Leading Menopause Expert Dr Louise Newson reveals there to be many misconceptions, or myths, surrounding HRT which most women believe to be true.  

  1. Myth #1 – You must stop taking HRT after 5 years
    There is no minimum or maximum length of time for which you can take HRT. This is a tailored treatment, and the length of time you wish to use it for depends on your health, symptoms, and personal preferences.  
  2. Myth #2 – HRT delays your menopause
    If you have menopausal symptoms after your HRT, this means you would still be having symptoms even if you had never taken HRT.  
  3. Myth #3 – You can only take HRT once your period has stopped
    You do not have to wait for your period to stop after starting HRT. The menopause if officially 12 months after your last period. But during perimenopause you can still suffer from menopausal symptoms whilst still having a period due to the fluctuating hormones. The best advice is do not wait until the symptoms become unmanageable. Women who start taking HRT within ten years of their menopause believe the health benefits are superior.  
  4. Myth #4 HRT can cause weight gain
    Many women believe taking HRT will make them put on weight, but there is no evidence that this is the case. You may gain some weight during the menopause, but this often happens whether you take HRT or not.

 

Can Menopausal Symptoms return if you stop?

A report from the Women’s Health Initiative (WHI) found that more than half of the women who reported hot flushes, night sweats and other related menopausal symptoms at the time of starting HRT, experienced a recurrence of these symptoms after being taken off the therapy. 

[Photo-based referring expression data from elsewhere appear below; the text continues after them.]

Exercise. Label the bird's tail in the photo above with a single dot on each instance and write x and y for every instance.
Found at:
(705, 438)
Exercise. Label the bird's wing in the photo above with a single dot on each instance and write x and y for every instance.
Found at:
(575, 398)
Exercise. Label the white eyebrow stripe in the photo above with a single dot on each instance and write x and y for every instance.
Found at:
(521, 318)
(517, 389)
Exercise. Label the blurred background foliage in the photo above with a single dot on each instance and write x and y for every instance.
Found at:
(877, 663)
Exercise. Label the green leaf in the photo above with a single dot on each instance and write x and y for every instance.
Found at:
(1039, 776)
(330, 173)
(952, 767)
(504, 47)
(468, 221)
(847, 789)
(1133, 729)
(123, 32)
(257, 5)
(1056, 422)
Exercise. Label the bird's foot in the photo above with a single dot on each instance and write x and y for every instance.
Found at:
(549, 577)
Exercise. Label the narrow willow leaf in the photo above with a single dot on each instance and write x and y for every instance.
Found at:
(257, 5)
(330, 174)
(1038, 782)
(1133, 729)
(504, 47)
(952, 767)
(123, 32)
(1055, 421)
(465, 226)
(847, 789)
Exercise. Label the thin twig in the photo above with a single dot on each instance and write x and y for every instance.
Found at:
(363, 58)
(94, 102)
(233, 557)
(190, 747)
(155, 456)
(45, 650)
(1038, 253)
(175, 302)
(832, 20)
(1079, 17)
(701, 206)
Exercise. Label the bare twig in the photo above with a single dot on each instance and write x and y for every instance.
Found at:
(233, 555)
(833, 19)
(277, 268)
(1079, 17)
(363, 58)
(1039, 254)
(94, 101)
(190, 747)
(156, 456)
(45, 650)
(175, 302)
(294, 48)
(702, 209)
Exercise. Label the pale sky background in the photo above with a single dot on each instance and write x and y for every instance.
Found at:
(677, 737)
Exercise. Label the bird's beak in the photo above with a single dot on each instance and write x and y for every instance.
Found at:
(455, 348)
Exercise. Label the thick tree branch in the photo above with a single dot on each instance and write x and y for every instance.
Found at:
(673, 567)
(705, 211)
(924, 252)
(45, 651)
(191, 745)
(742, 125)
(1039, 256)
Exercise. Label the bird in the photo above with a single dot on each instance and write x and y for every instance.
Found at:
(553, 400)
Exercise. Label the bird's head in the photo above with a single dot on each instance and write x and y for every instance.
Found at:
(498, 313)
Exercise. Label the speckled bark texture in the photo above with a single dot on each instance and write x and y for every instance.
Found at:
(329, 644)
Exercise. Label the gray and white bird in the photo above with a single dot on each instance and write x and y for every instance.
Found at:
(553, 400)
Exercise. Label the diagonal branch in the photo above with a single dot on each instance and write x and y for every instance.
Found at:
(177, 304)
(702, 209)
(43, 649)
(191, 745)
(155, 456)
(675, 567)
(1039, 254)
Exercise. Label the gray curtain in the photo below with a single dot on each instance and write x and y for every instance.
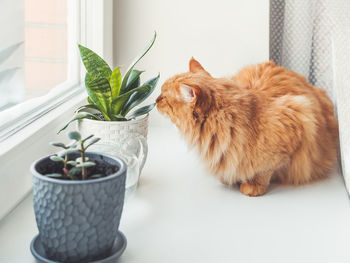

As a result of this, it is advised to come off HRT gradually. The body becomes dependent of the additional supply of hormones, therefore a sudden halt of the treatment may in-fact cause an ‘overnight menopause.’ Despite this, NHS guidance advises that you can stop suddenly or gradually and can all depend on the individual whether symptoms come back. 

How long should you take HRT? 

There is no ‘right time’ to come off the therapy treatment, however the answer is dependent on several factors.  

  • What age you began the treatment 
  • What the main reasons were for starting 
  • Your general health and fitness  
  • Medical history and lifestyle  

“One in ten UK women who would stand to benefit from HRT are actually taking it”DR. Louise Newson – Healthista Writer 

It is important to acknowledge that the benefits of retaining oestrogen can outweigh the reported risk factors. It is important to consider HRT to: 

  • Maintain bone density to avoid injuries and long-term mobility issues
  • Increase levels of collagen boosts connective tissue and skin tone  
  • Maintain a strong mental and emotional state of mind, allowing for a better quality of life 
  • Uphold healthy cardiovascular system, essential to pursuing an active and stress busting lifestyle  

 

With the benefits to your patient’s emotional and physical well-being PLUS considering the the reduced risks, ‘One out of ten UK women’ seems a much too small adoption of a therapy that can have life changing impact.